Voilà qui console d’autres coquilles en sens inverse. Mais, non, La Cécilia n’était pas une femme (même s’il n’a pu se faire obéir: ça arrive aussi à des hommes), d’ailleurs son prénom était Napoléon. Il tenait celui-ci de sa mère corse. Quant à son nom, il lui venait de son père (ce qui n’est pas très original) qui était d’origine italienne et se prénommait Giovanni. Quelques mots sur cet homme remarquable, brillant intellectuel et militaire, Napoléon La Cécilia:

  • né à Tours le 13 septembre 1835
  • baccalauréat à Ajaccio
  • professeur de mathématiques
  • en 1858, enseigne la philosophie à Leipzig
  • participe à l’Expédition des Mille avec Garibaldi en 1860, et en particulier à la prise de Palerme
  • enseigne le sanscrit à Naples
  • professeur de mathématiques à Ulm
  • rentre en France avant la guerre de 1870, fait celle-ci, est fait colonel après la bataille de Coulmiers (9 novembre)
  • début avril, chef d’état major du général Eudes, fait général le 24
  • à la tête de l’armée du centre (entre Seine et Bièvre)
  • lutte jusqu’au bout (et même un peu plus, puisqu’il est au fort de Vincennes encore le 29 mai)
  • réussit à fuir en Angleterre
  • est condamné à la déportation dans une enceinte fortifiée (par contumace)
  • enseigne les langues asiatiques à Londres
  • gagne l’Egypte en 1877, y meurt le 25 novembre 1878 de la tuberculose.

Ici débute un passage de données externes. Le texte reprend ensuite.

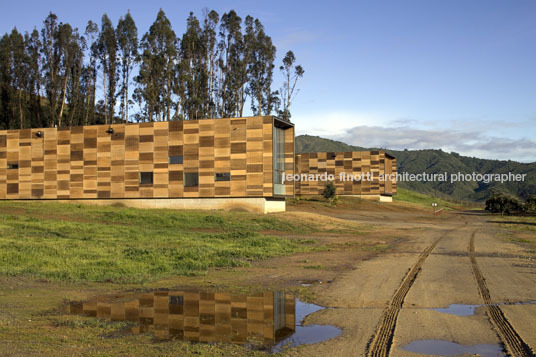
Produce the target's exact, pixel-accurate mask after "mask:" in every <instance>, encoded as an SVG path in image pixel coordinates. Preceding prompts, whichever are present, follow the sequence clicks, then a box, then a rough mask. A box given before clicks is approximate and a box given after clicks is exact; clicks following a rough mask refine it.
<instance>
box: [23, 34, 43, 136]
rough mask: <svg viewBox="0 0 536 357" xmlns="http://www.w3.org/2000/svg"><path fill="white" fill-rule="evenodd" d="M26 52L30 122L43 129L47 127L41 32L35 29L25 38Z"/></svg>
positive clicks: (24, 40)
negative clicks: (45, 126) (42, 86)
mask: <svg viewBox="0 0 536 357" xmlns="http://www.w3.org/2000/svg"><path fill="white" fill-rule="evenodd" d="M24 47H25V51H26V60H27V63H26V66H27V67H26V68H27V82H26V92H27V93H28V95H29V103H28V110H29V121H30V126H31V127H43V126H45V125H46V122H45V118H44V117H43V109H42V106H41V63H40V61H41V55H40V52H39V50H40V48H41V41H40V40H39V32H38V31H37V30H36V29H34V30H33V31H32V33H30V34H28V33H26V34H25V36H24Z"/></svg>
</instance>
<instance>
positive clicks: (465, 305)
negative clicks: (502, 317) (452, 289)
mask: <svg viewBox="0 0 536 357" xmlns="http://www.w3.org/2000/svg"><path fill="white" fill-rule="evenodd" d="M535 303H536V300H530V301H519V302H503V303H499V304H495V305H496V306H505V305H526V304H535ZM482 306H486V305H485V304H480V305H467V304H451V305H449V306H448V307H445V308H435V309H432V310H434V311H438V312H442V313H445V314H452V315H456V316H471V315H474V314H475V309H476V308H478V307H482Z"/></svg>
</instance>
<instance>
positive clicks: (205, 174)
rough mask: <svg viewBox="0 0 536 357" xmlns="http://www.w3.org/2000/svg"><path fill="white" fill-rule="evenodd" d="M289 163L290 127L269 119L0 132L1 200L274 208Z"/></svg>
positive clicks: (124, 124)
mask: <svg viewBox="0 0 536 357" xmlns="http://www.w3.org/2000/svg"><path fill="white" fill-rule="evenodd" d="M293 170H294V125H293V124H292V123H289V122H287V121H283V120H280V119H278V118H276V117H272V116H265V117H248V118H227V119H201V120H188V121H171V122H151V123H139V124H113V125H93V126H83V127H82V126H81V127H66V128H43V129H24V130H0V199H14V200H26V199H28V200H42V199H48V200H84V201H86V202H91V203H95V204H111V203H117V202H121V203H122V204H125V205H130V206H136V207H174V208H210V209H220V208H235V207H236V208H241V209H243V208H246V209H250V210H253V211H262V212H268V211H273V210H281V209H283V210H284V197H285V196H293V195H294V187H293V184H292V183H288V182H287V183H286V184H283V182H282V181H281V173H282V172H288V173H290V172H293ZM209 199H211V200H209Z"/></svg>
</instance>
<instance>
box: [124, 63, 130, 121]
mask: <svg viewBox="0 0 536 357" xmlns="http://www.w3.org/2000/svg"><path fill="white" fill-rule="evenodd" d="M128 66H129V64H128V63H127V73H126V78H125V98H124V101H125V123H128V76H129V72H128Z"/></svg>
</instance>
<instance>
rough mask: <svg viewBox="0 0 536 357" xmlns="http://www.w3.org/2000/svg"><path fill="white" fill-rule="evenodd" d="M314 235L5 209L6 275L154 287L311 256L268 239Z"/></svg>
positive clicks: (210, 217) (229, 222)
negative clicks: (167, 283) (271, 263)
mask: <svg viewBox="0 0 536 357" xmlns="http://www.w3.org/2000/svg"><path fill="white" fill-rule="evenodd" d="M313 230H314V227H311V226H310V225H302V224H299V223H297V222H295V221H287V220H283V219H280V218H277V217H273V216H267V215H255V214H248V213H240V212H218V211H212V212H207V211H205V212H201V211H176V210H145V209H133V208H124V207H95V206H85V205H74V204H62V203H52V202H0V232H1V234H0V252H2V254H1V255H0V274H2V275H5V276H25V277H30V278H38V279H47V280H51V281H89V282H129V283H140V282H145V281H154V280H157V279H161V278H164V277H167V276H172V275H196V274H203V273H204V272H206V271H207V269H209V268H211V267H237V266H247V265H249V264H250V262H251V261H252V260H258V259H266V258H269V257H274V256H280V255H288V254H292V253H295V252H298V251H306V250H309V249H312V248H313V247H314V246H315V244H314V243H315V241H314V240H310V239H308V240H303V242H301V241H300V240H296V239H293V240H289V239H286V238H284V237H274V236H269V235H265V234H263V233H262V232H263V231H281V232H301V233H303V232H311V231H313Z"/></svg>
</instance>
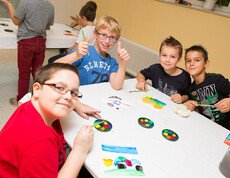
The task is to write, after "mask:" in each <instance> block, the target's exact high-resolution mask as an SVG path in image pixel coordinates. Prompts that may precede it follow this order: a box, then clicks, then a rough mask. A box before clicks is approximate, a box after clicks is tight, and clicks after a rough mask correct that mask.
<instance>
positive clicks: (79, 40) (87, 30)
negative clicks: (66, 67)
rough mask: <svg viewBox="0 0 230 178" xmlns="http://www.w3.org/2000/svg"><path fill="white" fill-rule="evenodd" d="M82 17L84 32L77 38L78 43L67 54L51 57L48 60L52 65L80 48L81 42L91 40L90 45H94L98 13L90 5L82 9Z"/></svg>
mask: <svg viewBox="0 0 230 178" xmlns="http://www.w3.org/2000/svg"><path fill="white" fill-rule="evenodd" d="M79 14H80V17H81V22H82V27H83V28H82V30H80V32H79V34H78V37H77V40H76V42H75V43H74V45H73V46H71V47H70V48H69V49H68V50H67V52H64V53H61V54H58V55H56V56H53V57H51V58H50V59H49V60H48V63H52V62H54V61H55V60H57V59H59V58H61V57H63V56H66V55H68V53H69V52H70V51H71V50H73V49H74V48H76V47H77V46H78V43H79V42H81V41H84V40H85V39H87V38H90V43H89V44H90V45H94V43H95V37H94V30H95V26H94V23H93V21H94V19H95V16H96V11H95V9H94V7H92V6H90V5H84V6H83V7H82V8H81V11H80V13H79Z"/></svg>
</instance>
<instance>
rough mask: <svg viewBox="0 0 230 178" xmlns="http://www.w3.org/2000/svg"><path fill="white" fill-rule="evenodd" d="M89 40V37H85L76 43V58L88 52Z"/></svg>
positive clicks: (86, 53) (89, 40) (89, 41)
mask: <svg viewBox="0 0 230 178" xmlns="http://www.w3.org/2000/svg"><path fill="white" fill-rule="evenodd" d="M89 42H90V38H87V40H86V41H81V42H80V43H79V44H78V48H77V51H76V53H77V57H78V59H80V58H82V57H83V56H84V55H86V54H87V53H88V49H89V46H88V45H89Z"/></svg>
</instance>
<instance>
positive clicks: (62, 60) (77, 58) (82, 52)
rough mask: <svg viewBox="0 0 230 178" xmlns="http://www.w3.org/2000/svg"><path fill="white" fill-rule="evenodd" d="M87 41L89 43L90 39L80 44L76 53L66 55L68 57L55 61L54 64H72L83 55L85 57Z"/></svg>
mask: <svg viewBox="0 0 230 178" xmlns="http://www.w3.org/2000/svg"><path fill="white" fill-rule="evenodd" d="M89 41H90V39H89V38H88V39H87V40H86V41H82V42H80V43H79V45H78V48H77V51H76V52H73V53H71V54H68V55H66V56H64V57H62V58H60V59H58V60H56V61H55V62H56V63H67V64H72V63H73V62H75V61H76V60H78V59H80V58H82V57H83V56H84V55H86V54H87V53H88V44H89Z"/></svg>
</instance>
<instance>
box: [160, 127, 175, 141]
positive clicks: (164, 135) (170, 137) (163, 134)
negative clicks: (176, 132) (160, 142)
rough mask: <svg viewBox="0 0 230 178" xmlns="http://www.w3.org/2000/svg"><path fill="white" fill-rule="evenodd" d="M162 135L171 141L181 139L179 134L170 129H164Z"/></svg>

Puisque, par cette coquille, nous voilà revenus au 23 mai, le mardi de la Semaine sanglante…
Sans aucun doute une coquille aussi, celle qui, dans la biographie de Jules Vallès par Bellet, voit Dombrowski

arrêté, soupçonné à tort […] mort face aux Prussiens.

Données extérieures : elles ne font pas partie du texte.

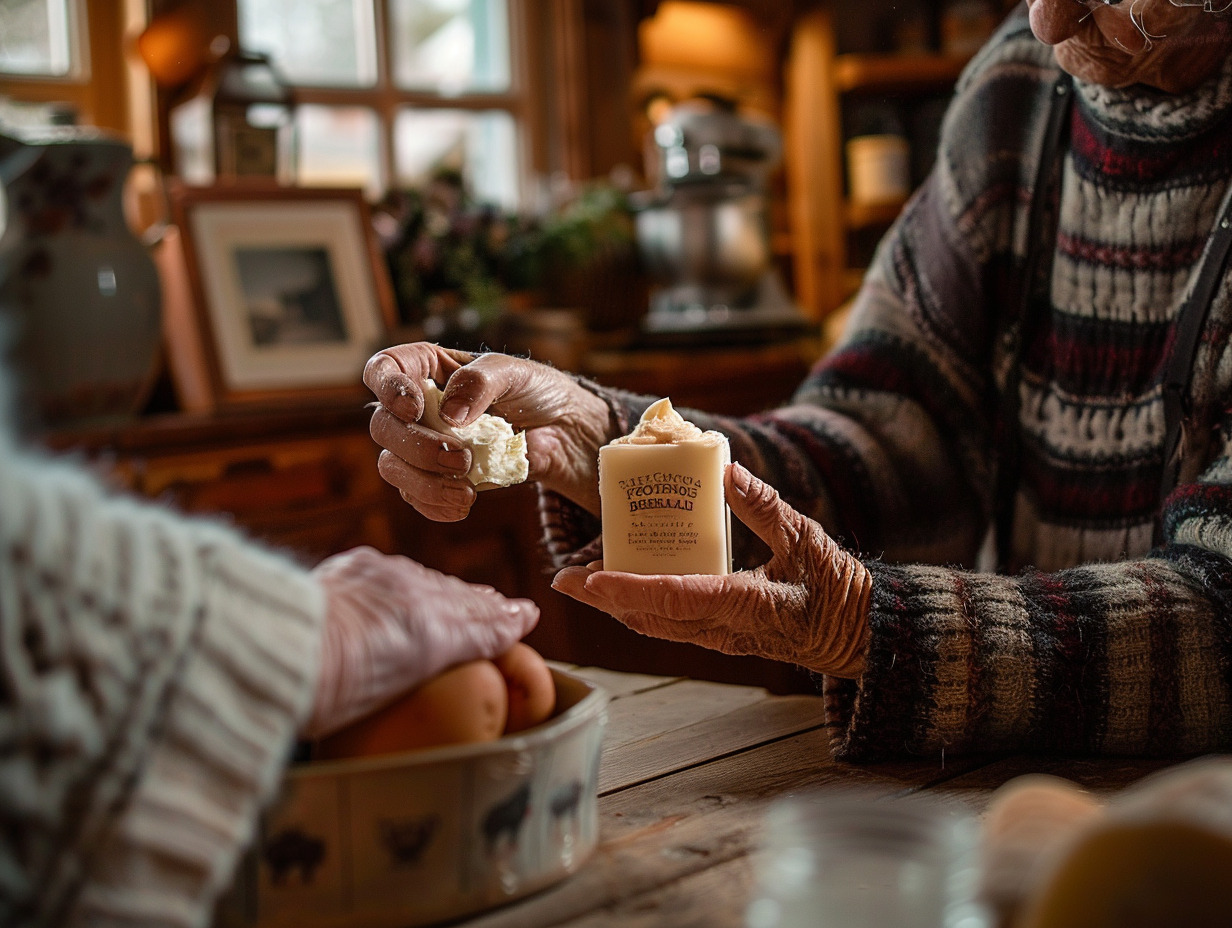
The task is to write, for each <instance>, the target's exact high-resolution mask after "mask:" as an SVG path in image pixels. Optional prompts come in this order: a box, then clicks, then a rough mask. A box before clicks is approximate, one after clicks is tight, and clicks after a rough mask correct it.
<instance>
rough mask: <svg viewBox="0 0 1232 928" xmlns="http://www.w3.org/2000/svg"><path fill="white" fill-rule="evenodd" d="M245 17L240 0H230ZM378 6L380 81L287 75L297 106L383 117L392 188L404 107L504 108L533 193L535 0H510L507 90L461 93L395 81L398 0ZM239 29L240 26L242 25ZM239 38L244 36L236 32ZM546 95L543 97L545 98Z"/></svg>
mask: <svg viewBox="0 0 1232 928" xmlns="http://www.w3.org/2000/svg"><path fill="white" fill-rule="evenodd" d="M227 1H228V2H229V4H230V6H232V7H233V10H234V21H235V22H237V23H238V21H239V2H238V0H227ZM368 2H371V4H372V5H373V10H372V21H373V28H375V31H376V37H377V42H376V81H375V83H373V84H372V85H370V86H356V88H350V86H346V88H339V86H323V85H312V84H297V83H293V81H291V80H287V86H288V88H290V89H291V91H292V94H293V96H294V100H296V105H297V106H298V105H309V106H313V105H315V106H355V107H361V108H365V110H368V111H371V112H373V113H375V115H376V120H377V132H378V143H377V171H378V175H379V176H378V179H377V181H378V184H377V186H378V187H379V189H381V190H383V191H387V190H389V189H392V187H394V186H395V185H397V184H398V179H397V153H395V137H394V136H395V133H394V127H395V123H397V118H398V112H399V111H400V110H404V108H408V107H410V108H423V110H467V111H472V112H479V111H484V110H503V111H505V112H508V113H510V116H511V117H513V120H514V123H515V126H516V127H517V147H519V152H517V161H519V189H520V195H521V197H520V198H521V200H522V202H526V200H527V197H529V195H530V192H531V182H532V177H533V176H535V175H536V174H538V173H542V168H543V165H542V164H541V163H540V159H538V157H537V154H538V152H541V150H542V144H541V142H540V133H541V131H542V127H541V123H540V121H538V118H537V113H536V112H535V107H532V106H531V105H530V101H531V100H533V99H536V92H535V89H536V86H537V85H538V83H537V73H536V68H535V67H533V60H535V59H536V58H537V53H538V49H537V47H536V43H535V30H533V28H532V22H531V18H532V6H533V0H506V2H508V7H509V9H508V18H509V44H510V48H509V67H510V88H509V90H508V91H504V92H492V91H478V92H471V91H468V92H462V94H456V95H444V94H434V92H430V91H423V90H404V89H402V88H399V86H398V85H397V84H395V80H394V62H393V58H394V49H393V36H392V32H391V28H389V25H391V22H392V21H393V17H392V0H368ZM237 32H238V28H237ZM235 39H237V41H238V36H237V37H235ZM540 99H542V97H540Z"/></svg>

Dombrowski a été grièvement blessé le 23 mai rue Myrrha, dans le dix-huitième arrondissement et il est mort après son transport à l’hôpital Lariboisière, Theisz nous l’a raconté. C’est donc bien face aux Versaillais qu’il est mort, et c’est même tué par eux. Montmartre avait été pris, en particulier grâce à l’aide des Prussiens qui avaient laissé passer une division, celle du général Montandon, dans la zone « neutre » qu’ils contrôlaient, de sorte que Montmartre avait été attaqué de trois côtés. La barricade de la rue Myrrha faisait partie de la défense de Paris, en particulier de la gare du Nord, contre les Versaillais descendant de Montmartre.

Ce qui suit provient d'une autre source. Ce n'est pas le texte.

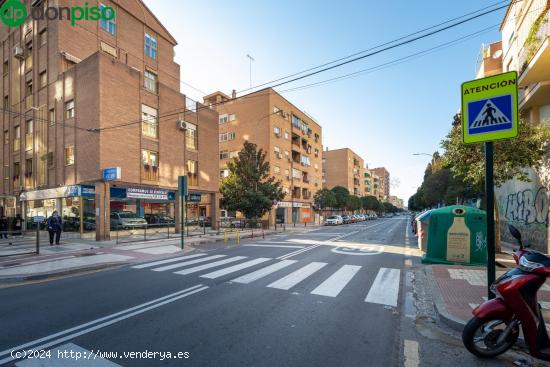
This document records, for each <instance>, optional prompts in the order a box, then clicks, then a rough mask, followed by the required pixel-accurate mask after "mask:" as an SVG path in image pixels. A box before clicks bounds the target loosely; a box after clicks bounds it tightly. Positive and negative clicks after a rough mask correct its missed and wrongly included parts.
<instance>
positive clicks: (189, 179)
mask: <svg viewBox="0 0 550 367" xmlns="http://www.w3.org/2000/svg"><path fill="white" fill-rule="evenodd" d="M33 3H35V4H38V5H36V6H47V5H48V4H50V3H51V4H52V6H53V5H54V4H55V6H72V5H81V6H82V5H84V1H63V0H60V1H57V2H46V3H45V4H44V2H40V1H33ZM87 3H88V4H89V5H90V6H95V5H99V6H110V7H112V8H114V9H115V11H116V17H115V19H113V20H109V21H107V20H101V21H82V22H77V23H76V24H75V25H74V26H72V25H71V24H70V21H67V20H54V21H52V20H47V19H45V20H33V19H32V18H31V17H28V18H27V21H26V22H25V23H24V24H23V25H21V26H20V27H17V28H8V27H6V26H4V25H1V26H0V42H1V47H0V57H1V60H2V62H3V87H2V91H3V113H2V114H1V118H2V126H3V132H4V133H3V134H4V135H3V136H4V147H3V150H2V155H1V157H2V165H3V170H2V180H1V182H0V184H1V190H2V199H1V201H0V207H1V210H2V212H3V213H5V214H6V215H8V216H14V215H15V214H16V213H18V214H21V215H23V217H24V218H25V219H26V223H27V224H28V226H29V227H30V224H31V223H32V220H31V217H34V216H40V215H44V216H49V215H50V214H51V213H52V211H53V210H54V209H57V210H58V211H59V212H60V214H61V215H62V217H63V219H64V222H65V228H64V230H65V231H75V232H77V233H81V234H82V233H84V232H90V233H93V232H95V233H96V238H98V239H103V238H108V237H109V228H110V217H111V212H116V211H131V212H134V213H136V214H137V215H139V216H145V215H146V214H166V215H169V216H171V217H175V219H176V223H178V222H179V219H178V218H179V212H180V210H178V205H177V202H176V200H175V199H176V188H177V180H178V176H179V175H185V174H186V175H187V176H188V177H189V192H190V193H191V194H195V195H192V198H193V200H194V201H195V202H193V203H189V204H188V207H187V211H188V216H190V217H194V216H199V215H204V216H211V217H212V223H213V224H215V223H216V220H215V218H216V217H217V215H218V212H219V210H218V209H217V204H218V202H219V200H218V198H219V195H218V194H217V193H218V186H219V178H218V177H219V175H218V154H219V150H218V138H217V137H218V114H217V112H216V111H213V110H211V109H209V108H206V107H204V106H202V105H200V104H198V103H195V102H193V101H191V100H189V99H187V98H186V96H184V95H182V94H181V93H180V92H179V90H180V67H179V65H178V64H177V63H175V62H174V47H175V46H176V40H175V39H174V38H173V37H172V36H171V35H170V33H169V32H168V31H167V30H166V29H165V28H164V26H163V25H162V24H161V23H160V22H159V21H158V19H157V18H156V17H155V16H154V14H152V13H151V11H150V10H149V9H148V8H147V7H146V6H145V5H144V3H143V2H142V1H139V0H117V1H109V0H105V1H102V2H101V3H98V2H97V1H93V0H92V1H88V2H87ZM26 5H27V9H29V6H30V4H29V1H26ZM178 121H180V123H178ZM181 122H185V126H186V129H183V127H184V126H182V125H181ZM107 167H120V169H121V179H120V180H117V181H107V182H104V181H103V180H102V170H103V169H105V168H107Z"/></svg>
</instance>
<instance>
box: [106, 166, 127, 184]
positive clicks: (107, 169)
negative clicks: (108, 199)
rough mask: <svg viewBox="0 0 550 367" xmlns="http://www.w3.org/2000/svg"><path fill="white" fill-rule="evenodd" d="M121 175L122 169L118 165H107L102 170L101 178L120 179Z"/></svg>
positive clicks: (120, 177) (119, 179) (114, 179)
mask: <svg viewBox="0 0 550 367" xmlns="http://www.w3.org/2000/svg"><path fill="white" fill-rule="evenodd" d="M121 177H122V170H121V169H120V167H109V168H105V169H104V170H103V179H104V180H105V181H114V180H120V179H121Z"/></svg>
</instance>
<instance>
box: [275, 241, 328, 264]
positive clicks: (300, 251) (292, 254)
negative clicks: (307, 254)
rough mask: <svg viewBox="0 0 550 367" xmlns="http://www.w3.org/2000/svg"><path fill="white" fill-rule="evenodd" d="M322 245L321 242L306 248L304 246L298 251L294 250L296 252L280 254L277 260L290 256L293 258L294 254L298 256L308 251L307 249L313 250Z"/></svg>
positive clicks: (285, 257) (282, 258)
mask: <svg viewBox="0 0 550 367" xmlns="http://www.w3.org/2000/svg"><path fill="white" fill-rule="evenodd" d="M319 246H321V244H320V243H319V244H317V245H312V246H309V247H306V248H303V249H301V250H298V251H294V252H291V253H290V254H286V255H283V256H279V257H278V258H277V260H285V259H288V258H291V257H293V256H296V255H299V254H302V253H304V252H307V251H310V250H313V249H315V248H317V247H319Z"/></svg>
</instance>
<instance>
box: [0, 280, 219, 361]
mask: <svg viewBox="0 0 550 367" xmlns="http://www.w3.org/2000/svg"><path fill="white" fill-rule="evenodd" d="M208 288H209V287H208V286H203V285H202V284H198V285H195V286H193V287H190V288H187V289H184V290H181V291H178V292H175V293H172V294H169V295H167V296H164V297H160V298H157V299H154V300H152V301H149V302H146V303H142V304H141V305H137V306H135V307H131V308H128V309H126V310H123V311H120V312H116V313H114V314H111V315H107V316H105V317H101V318H99V319H96V320H93V321H90V322H87V323H85V324H81V325H78V326H75V327H73V328H70V329H66V330H63V331H60V332H58V333H55V334H52V335H48V336H45V337H43V338H40V339H36V340H33V341H31V342H28V343H25V344H21V345H18V346H14V347H11V348H9V349H6V350H4V351H2V352H0V357H2V356H8V357H6V358H4V359H0V365H2V364H5V363H8V362H14V359H13V358H12V357H11V355H10V353H11V352H14V351H21V350H25V349H28V347H32V349H33V350H41V349H47V348H49V347H51V346H53V345H57V344H61V343H63V342H65V341H68V340H71V339H74V338H77V337H79V336H81V335H84V334H88V333H90V332H92V331H95V330H98V329H101V328H103V327H105V326H109V325H112V324H115V323H117V322H119V321H122V320H126V319H129V318H131V317H134V316H136V315H139V314H142V313H144V312H147V311H150V310H153V309H155V308H158V307H161V306H164V305H166V304H169V303H172V302H175V301H177V300H179V299H182V298H185V297H187V296H190V295H192V294H195V293H198V292H202V291H203V290H205V289H208ZM145 306H147V307H145ZM132 311H133V312H132ZM117 316H118V317H117ZM106 320H108V321H106ZM103 321H105V322H103ZM94 324H95V325H94ZM91 325H94V326H91ZM88 326H90V327H88ZM76 330H80V331H76ZM73 331H76V332H73ZM60 336H61V337H60ZM58 337H60V338H58ZM55 338H57V339H55ZM43 342H45V343H43ZM40 343H43V344H40Z"/></svg>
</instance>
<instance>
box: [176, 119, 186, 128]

Il y avait eu en effet des soupçons de trahison contre Dombrowski, alimentés par les espions versaillais. Un compatriote de Dombrowski écrivit rapidement un petit livre qui fit le point sur cette manipulation. Quant aux communards, ils couchèrent le corps de leur général dans la chambre de satin bleu qui avait été celle de la fille du baron Haussmann à l’Hôtel de Ville, le veillèrent et l’enterrèrent au Père Lachaise le jeudi 25 mai avec une oraison funèbre de Vermorel — oraison funèbre je l’ai dit qui fut aussi celle de la Commune.

(à suivre)

Livres cités

Talès (C.), La Commune de 1871 (avec une préface de Lon Trotski), Librairie du travail (1924).

Bellet (Roger), Jules Vallès, Fayard (1995).

Wolowski (Bronislas), Dombrowski et Versailles, Genève, Carey frères (1871).